Cholesterol absorption and synthesis are negatively regulated by their end products. When cholesterol levels are low (e.g., when treated with Atorvastatin), the transcription factor SREBP is activated and triggers the transcription of LDL-R and HMG-CoAR [30]. The dominant regulator of CYP7A1 transcription is liver X receptor α (LXRα), a sterol-dependent nuclear receptor [31, 32]. The LXR response element DR4 has been found to interact with the promoter region of CYP7A1 in human and mice [33]. The current study suggested that JZN-containing serum increases the mRNA levels of LDL-R, HMG-CoAR, and CYP7A1 through the SREBP and LXR transcription pathways.
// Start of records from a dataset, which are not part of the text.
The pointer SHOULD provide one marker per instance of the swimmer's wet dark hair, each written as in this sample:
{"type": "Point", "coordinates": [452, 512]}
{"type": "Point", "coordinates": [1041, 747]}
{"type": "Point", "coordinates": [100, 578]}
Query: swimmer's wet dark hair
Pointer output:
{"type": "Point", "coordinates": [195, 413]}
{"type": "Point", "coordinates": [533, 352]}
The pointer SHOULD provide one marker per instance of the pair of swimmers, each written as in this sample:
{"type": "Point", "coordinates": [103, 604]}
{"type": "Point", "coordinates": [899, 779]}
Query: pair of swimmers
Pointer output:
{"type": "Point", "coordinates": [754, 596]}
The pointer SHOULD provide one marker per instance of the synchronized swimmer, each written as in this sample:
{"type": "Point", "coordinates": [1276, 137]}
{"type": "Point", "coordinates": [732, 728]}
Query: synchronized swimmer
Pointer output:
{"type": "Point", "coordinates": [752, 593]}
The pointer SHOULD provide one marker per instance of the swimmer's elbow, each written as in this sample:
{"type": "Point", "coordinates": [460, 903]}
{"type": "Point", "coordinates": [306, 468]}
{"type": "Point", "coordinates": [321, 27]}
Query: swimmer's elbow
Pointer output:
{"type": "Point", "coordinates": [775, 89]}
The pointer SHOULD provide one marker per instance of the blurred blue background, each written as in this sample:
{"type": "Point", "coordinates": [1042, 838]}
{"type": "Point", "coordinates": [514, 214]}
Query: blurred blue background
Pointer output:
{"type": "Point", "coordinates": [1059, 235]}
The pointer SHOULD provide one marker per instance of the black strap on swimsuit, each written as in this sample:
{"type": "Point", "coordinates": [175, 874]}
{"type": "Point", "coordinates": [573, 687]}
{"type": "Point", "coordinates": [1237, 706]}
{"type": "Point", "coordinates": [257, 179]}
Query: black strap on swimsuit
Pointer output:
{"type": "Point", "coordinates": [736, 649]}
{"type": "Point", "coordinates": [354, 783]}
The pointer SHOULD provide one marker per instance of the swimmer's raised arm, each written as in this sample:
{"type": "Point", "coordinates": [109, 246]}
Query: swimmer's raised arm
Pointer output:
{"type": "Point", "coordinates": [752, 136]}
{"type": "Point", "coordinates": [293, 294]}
In this study, all four major components of JZN, stilbene glycoside, nuciferine, hyperin, and chrysophanol, significantly increase the mRNA and protein expression of LDL-R and HMG-CoAR and significantly reduce the mRNA and protein expression of ACAT2. Hyperin and chrysophanol also significantly increase the mRNA expression of CYP7A1. In addition, stilbene glycoside increases the surface expression of LDL-R as well as the surface binding and internalization of LDL. Our results showed that the components of JZN may exert lipid-lowering effects by increasing the surface expression and activity of LDL-R in liver cells, inhibiting intracellular cholesterol synthesis, increasing the conversion of cholesterol into bile acid, and reducing ACAT2-mediated cholesterol esterification. Our study suggested that these four components of JZN are promising candidates for developing new medications to treat hyperlipidemia and related diseases.